He’s not the only one who thinks that.
“You can’t replace Kendall Marshall,” ESPN recruiting guru Dave Telep told Scout.com recently. “But you have to replace him with somebody, and in my opinion, Marcus Paige is the best replacement you can find in high school basketball.”
“I guess it comes with the territory. They’re always a national competitor and championship contender, so you’ve got to expect a lot of pressure,” Paige said. “Especially (considering) how important the point guard is in that system. There’s obviously going to be a lot of pressure on me, but I think I can handle it.”
North Carolina offered Paige a scholarship during a visit to campus about a year and a half ago, essentially ending his recruitment. Here’s a guy who grew up idolizing the Tar Heels, especially Vince Carter.
That’s the reason he wore jersey number 15 at Linn-Mar.

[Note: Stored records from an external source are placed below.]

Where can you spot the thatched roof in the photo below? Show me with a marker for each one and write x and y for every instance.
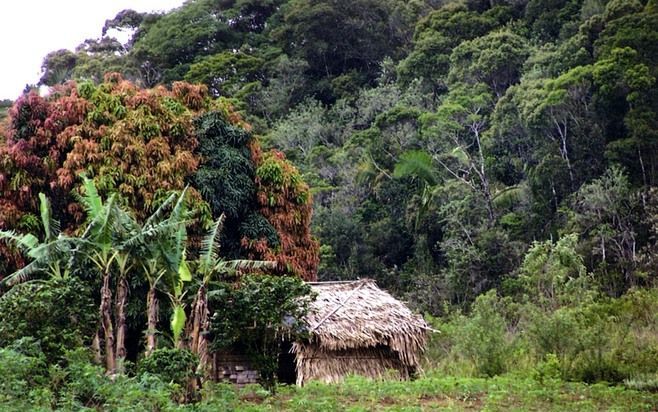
(357, 315)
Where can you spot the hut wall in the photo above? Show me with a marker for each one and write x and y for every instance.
(315, 363)
(234, 368)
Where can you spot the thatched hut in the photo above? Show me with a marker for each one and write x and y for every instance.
(357, 328)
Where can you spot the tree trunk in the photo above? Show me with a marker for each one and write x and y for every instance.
(106, 319)
(120, 306)
(152, 320)
(200, 325)
(96, 347)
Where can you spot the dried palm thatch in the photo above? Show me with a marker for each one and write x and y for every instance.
(355, 327)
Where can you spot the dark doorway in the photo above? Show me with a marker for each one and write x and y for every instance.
(286, 372)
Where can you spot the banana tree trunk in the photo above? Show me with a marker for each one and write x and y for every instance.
(200, 326)
(120, 306)
(152, 320)
(106, 319)
(96, 347)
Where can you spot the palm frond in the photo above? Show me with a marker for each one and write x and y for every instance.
(159, 213)
(23, 242)
(233, 266)
(91, 200)
(50, 225)
(24, 274)
(509, 196)
(210, 245)
(416, 163)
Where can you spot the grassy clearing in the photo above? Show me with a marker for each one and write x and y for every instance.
(505, 393)
(430, 393)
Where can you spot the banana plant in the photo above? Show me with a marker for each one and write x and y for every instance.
(48, 257)
(209, 266)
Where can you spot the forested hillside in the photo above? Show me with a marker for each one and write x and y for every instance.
(440, 138)
(492, 162)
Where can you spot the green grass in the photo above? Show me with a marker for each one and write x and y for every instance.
(429, 393)
(505, 393)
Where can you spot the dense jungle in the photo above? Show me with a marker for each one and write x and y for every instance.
(167, 188)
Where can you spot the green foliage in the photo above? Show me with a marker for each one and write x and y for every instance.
(58, 313)
(174, 366)
(256, 316)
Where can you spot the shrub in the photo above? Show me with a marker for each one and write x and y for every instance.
(59, 313)
(170, 365)
(482, 339)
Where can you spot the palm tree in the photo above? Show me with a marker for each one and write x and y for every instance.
(48, 256)
(98, 244)
(210, 265)
(158, 245)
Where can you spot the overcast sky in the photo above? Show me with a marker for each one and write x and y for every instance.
(30, 29)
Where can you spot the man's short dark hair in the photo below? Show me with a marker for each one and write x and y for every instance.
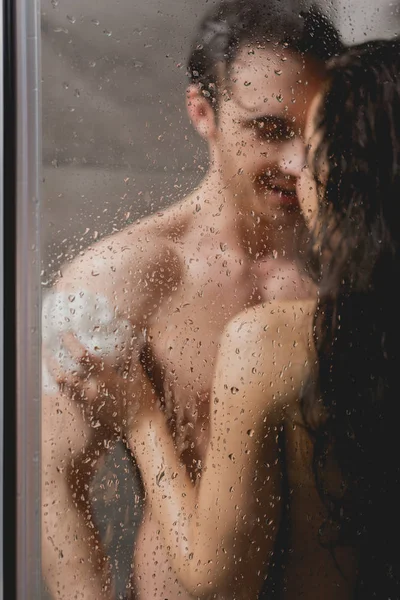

“There was probably never a doubt,” Paige said. “That was always my dream school. I mean, it only took me two months to decide after they offered me. I knew in my heart that it was, but I had to make sure that it was the right place and the right situation for me. There was no doubt it was.”
MARCUS PAIGE, at a glance
Name: Marcus Taylor Paige
Birthdate: September 11, 1993
Family: Father, Ellis; mother, Sherryl; sister, Morgan
High school career: Four-year starter in basketball, who helped lead Linn-Mar to finishes of first, second, third and fourth at the state tournament. The Class 4A championship came in 2011. Metro’s all-time leading career scorer with 1,700 points. Averaged 28.4 points per game this past season. Top 20 recruit nationally who was widely considered top prep point guard. Played in McDonald’s All-American Game in Chicago, first Metro prep to do so since Kennedy’s Al Lorenzen in 1984.
College plans: Will play basketball at North Carolina, where he expected to start as freshman.
Quotable: (About leaving for North Carolina last week)
“I haven’t really had a summer, but I’m ready to go. I’m nervous a little bit. But it’s a good kind of nervous. Like excited kind of nervous.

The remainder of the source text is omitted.